The first phase of her Fogarty project, which was the foundation of her Ph.D., was a systematic review of the existing literature on the correlation between the blood concentration of anti-TB drugs and treatment outcomes in TB-HIV co-infected patients. At the time, Sekaggya-Wiltshire found conflicting evidence around whether or not concentrations of anti-TB drugs in the blood correlate with the level of toxicity to the patient and, ultimately, whether or not these concentrations are associated with curing TB disease. In her larger Ph.D. project, Sekaggya-Wiltshire studied a cohort of 268 patients to determine if the blood concentration of anti-TB drugs was associated with toxicity and time to cure among patients living with HIV.

She found through this review, and the cohort study, that people living with HIV who were treated with the recommended doses of Rifampin and Isoniazid, two common anti-TB drugs, were not achieving the recommended concentration of the drugs in their systems, and there was no correlation between the level of anti-TB drugs and toxicity to the patient. While toxicity levels were not affected, more studies are needed to determine if these lower levels of anti-TB drugs in patients' blood are enough to fight off TB microorganisms.

Since completing her Fogarty Fellowship, Sekaggya-Wiltshire serves as a mentor for up-and-coming Fogarty Fellows at IDI. "Seeing what it takes to complete this project independently from inception to publication and helping others do the same has been invaluable to my career."

Today, Sekaggya-Wiltshire continues to supervise care for complex cases of TB and is currently studying the clinical predictors of adverse reactions related to TB preventive therapy in people with and without HIV, with support from the National Institute of Allergy and Infectious Diseases (NIAID). Her current study aims to describe the adverse events or drug reactions people get when taking a three-month regimen of TB preventive medication and to determine who is susceptible to these adverse events and what determines who will experience them.

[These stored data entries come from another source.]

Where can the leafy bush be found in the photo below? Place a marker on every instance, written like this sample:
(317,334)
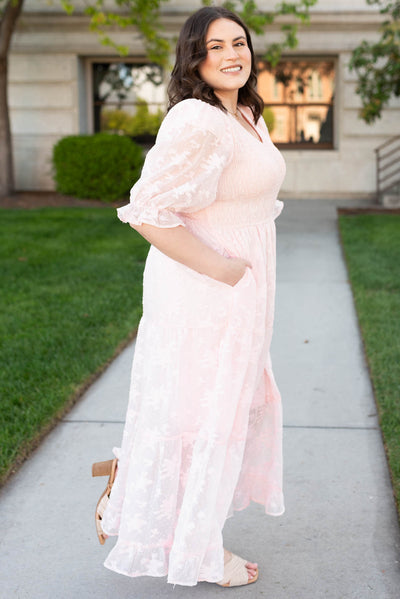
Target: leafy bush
(100,166)
(141,123)
(269,118)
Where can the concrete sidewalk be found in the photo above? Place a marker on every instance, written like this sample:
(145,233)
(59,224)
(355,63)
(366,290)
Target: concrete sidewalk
(339,537)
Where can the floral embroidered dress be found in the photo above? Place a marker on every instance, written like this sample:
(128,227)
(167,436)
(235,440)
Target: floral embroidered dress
(203,430)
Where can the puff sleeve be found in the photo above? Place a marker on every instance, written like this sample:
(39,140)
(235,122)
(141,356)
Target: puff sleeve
(181,172)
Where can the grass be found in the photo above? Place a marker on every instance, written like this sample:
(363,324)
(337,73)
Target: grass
(70,293)
(372,249)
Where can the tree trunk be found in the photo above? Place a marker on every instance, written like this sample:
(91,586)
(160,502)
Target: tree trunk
(8,21)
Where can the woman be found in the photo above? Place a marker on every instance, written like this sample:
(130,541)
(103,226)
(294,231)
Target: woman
(203,428)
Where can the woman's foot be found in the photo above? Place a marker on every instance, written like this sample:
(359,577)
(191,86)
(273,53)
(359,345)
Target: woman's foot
(251,568)
(237,571)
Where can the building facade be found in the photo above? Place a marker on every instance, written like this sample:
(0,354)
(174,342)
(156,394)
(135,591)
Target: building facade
(63,82)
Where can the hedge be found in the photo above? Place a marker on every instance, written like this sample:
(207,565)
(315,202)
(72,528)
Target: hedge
(100,166)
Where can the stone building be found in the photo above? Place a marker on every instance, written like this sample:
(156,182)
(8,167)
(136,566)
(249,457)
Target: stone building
(63,82)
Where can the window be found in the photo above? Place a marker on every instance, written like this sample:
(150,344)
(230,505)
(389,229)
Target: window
(128,98)
(299,100)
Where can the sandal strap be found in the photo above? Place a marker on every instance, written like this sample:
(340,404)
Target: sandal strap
(235,572)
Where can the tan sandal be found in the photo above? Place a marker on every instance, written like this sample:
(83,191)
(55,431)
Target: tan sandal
(103,469)
(236,573)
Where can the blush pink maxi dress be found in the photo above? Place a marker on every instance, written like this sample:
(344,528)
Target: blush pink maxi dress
(203,432)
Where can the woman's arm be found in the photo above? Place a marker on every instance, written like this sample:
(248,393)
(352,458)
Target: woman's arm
(180,245)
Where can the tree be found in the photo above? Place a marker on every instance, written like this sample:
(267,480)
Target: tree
(378,64)
(144,17)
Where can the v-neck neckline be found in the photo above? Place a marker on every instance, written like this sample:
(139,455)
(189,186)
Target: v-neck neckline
(258,138)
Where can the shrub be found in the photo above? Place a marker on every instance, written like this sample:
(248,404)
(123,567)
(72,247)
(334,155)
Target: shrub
(269,118)
(100,166)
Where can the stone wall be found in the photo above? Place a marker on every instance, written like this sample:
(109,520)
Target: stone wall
(50,87)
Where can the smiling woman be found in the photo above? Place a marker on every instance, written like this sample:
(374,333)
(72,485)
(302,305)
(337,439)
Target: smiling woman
(203,432)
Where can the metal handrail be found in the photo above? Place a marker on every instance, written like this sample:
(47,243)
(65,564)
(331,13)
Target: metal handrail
(385,160)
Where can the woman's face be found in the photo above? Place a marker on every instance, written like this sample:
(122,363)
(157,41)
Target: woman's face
(227,66)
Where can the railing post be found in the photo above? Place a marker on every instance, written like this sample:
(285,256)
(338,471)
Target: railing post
(377,176)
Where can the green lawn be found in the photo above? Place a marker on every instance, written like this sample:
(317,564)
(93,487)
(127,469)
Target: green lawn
(70,289)
(372,248)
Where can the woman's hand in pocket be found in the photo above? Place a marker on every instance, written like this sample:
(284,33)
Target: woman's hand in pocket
(234,269)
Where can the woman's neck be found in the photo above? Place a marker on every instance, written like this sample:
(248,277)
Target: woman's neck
(229,100)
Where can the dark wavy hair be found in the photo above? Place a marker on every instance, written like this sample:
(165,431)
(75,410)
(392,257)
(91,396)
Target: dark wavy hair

She hopes to continue building capacity for pharmacokinetics research in sub-Saharan Africa, especially for early-phase clinical trials, which are often started in the west and later brought to the region. Though this type of search is not as common in Uganda as it is in the West, Wiltshire and her team at IDI have begun training doctors, nurses, and pharmacists to conduct such studies and to expand their capacity further.

"We need to build our capacity to implement early-phase clinical trials here not only for the researchers but patients as well because the burden of disease is here."

Reflecting on the number of applications she has had to submit up to this point in her career, she advises her mentees and future researchers at Makerere University "to never overlook an opportunity no matter how big or small it might be and never give up."